Il protocollo di morte portato avanti dal dottor Sanchez è ormai dunque irreversibile. La sua ostinazione è stata tale che non ha avuto tentennamenti nemmeno durante questi sette, lunghi, giorni di agonia. Giorni miracolosi in quanto solo una forza soprannaturale può tenere in vita un uomo senza idratazione così a lungo. Eppure Vincent ha resistito, come a voler dare a chi lo stava uccidendo una possibilità di fermarsi, di convertirsi, di #restareumani, come direbbe qualcuno. Ma non è accaduto, Vincent Lambert muore. Sembra inevitabile. Immolato sull’altare dell’eutanasia, perché in Francia come in Italia c’è già chi sta usando questa morte straziante per fame e per sete per chiedere una morte molto più “dignitosa”, molto più buona, molto più dolce, quella tramite eutanasia. Sembra di sentire Berlicche che sussurra nell’orecchio: “Non sarebbe stata meglio una puntura rapida e indolore?”.
Il mondo la vorrebbe così, la morte, rapida e indolore. Vincent Lambert invece – che è nel mondo ma non del mondo – la onora morendo come Cristo in croce, condannato a morte da innocente. Sua madre Viviane è la Stabat Mater della Francia di Macron. Suo figlio soppresso come avveniva nella Germania di Hitler. Paragone che scandalizza i paladini dell’autodeterminazione, granitici nel perseguire la morte anche quando un uomo non ha determinato nulla di questa fine atroce.
Però, semplicemente stando, inchiodato al suo letto – lo ripetiamo fino allo sfinimento, non era in fin di vita, era semplicemente un disabile grave – Vincent Lambert ha toccato i cuori di migliaia di persone lontanissime da lui, piegato centinaia di ginocchia e fatto salire al Cielo fiumi di preghiere. Preghiere per la vita, ma soprattutto per la conversione dei servitori della morte. Quanti frutti vedremo da questo seme che muore? Alcuni sono già qui.
L’esercito orante – come è stato per Charlie e Alfie – ha risposto anche in Italia. Il 10 luglio, alle 18.30, in piazza Montecitorio a Roma è previsto un evento apartitico «fieramente confessionale», un Rosario, che sarà recitato «per Vincent Lambert e tutte le vittime silenziose di questa strage ideologica che introduce il concetto dello scarto umano; che non cura le ferite dell’uomo, ma che spinge a calpestare ciò che lo rende unico, il mistero».

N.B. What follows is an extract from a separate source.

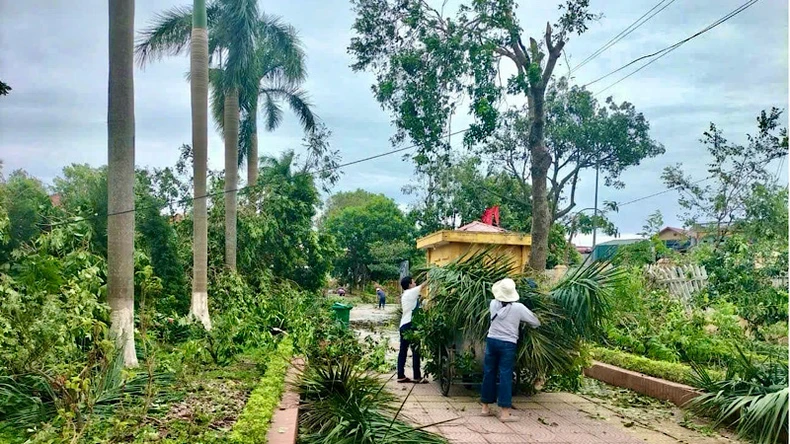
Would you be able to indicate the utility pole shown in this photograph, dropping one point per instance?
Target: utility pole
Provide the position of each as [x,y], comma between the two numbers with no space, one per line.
[595,212]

Il 12 luglio invece, alle 18.00 a Genova, sempre per Lambert, scenderanno in piazza le Sentinelle In Piedi. Nel volantino un chiaro appello alla politica affinché «si ribadisca che l’istigazione al suicidio è un reato, senza se e senza ma». Il riferimento è alla scadenza del 24 settembre imposta dalla Corte Costituzionale al Parlamento affinché legiferi e introduca de facto l’eutanasia per il nostro Paese. Sapremo alzarci in piedi di fronte a questo? Possiamo forse non farlo di fronte all’ingiusta morte di Lambert e al fatto che potrebbe accadere anche a noi?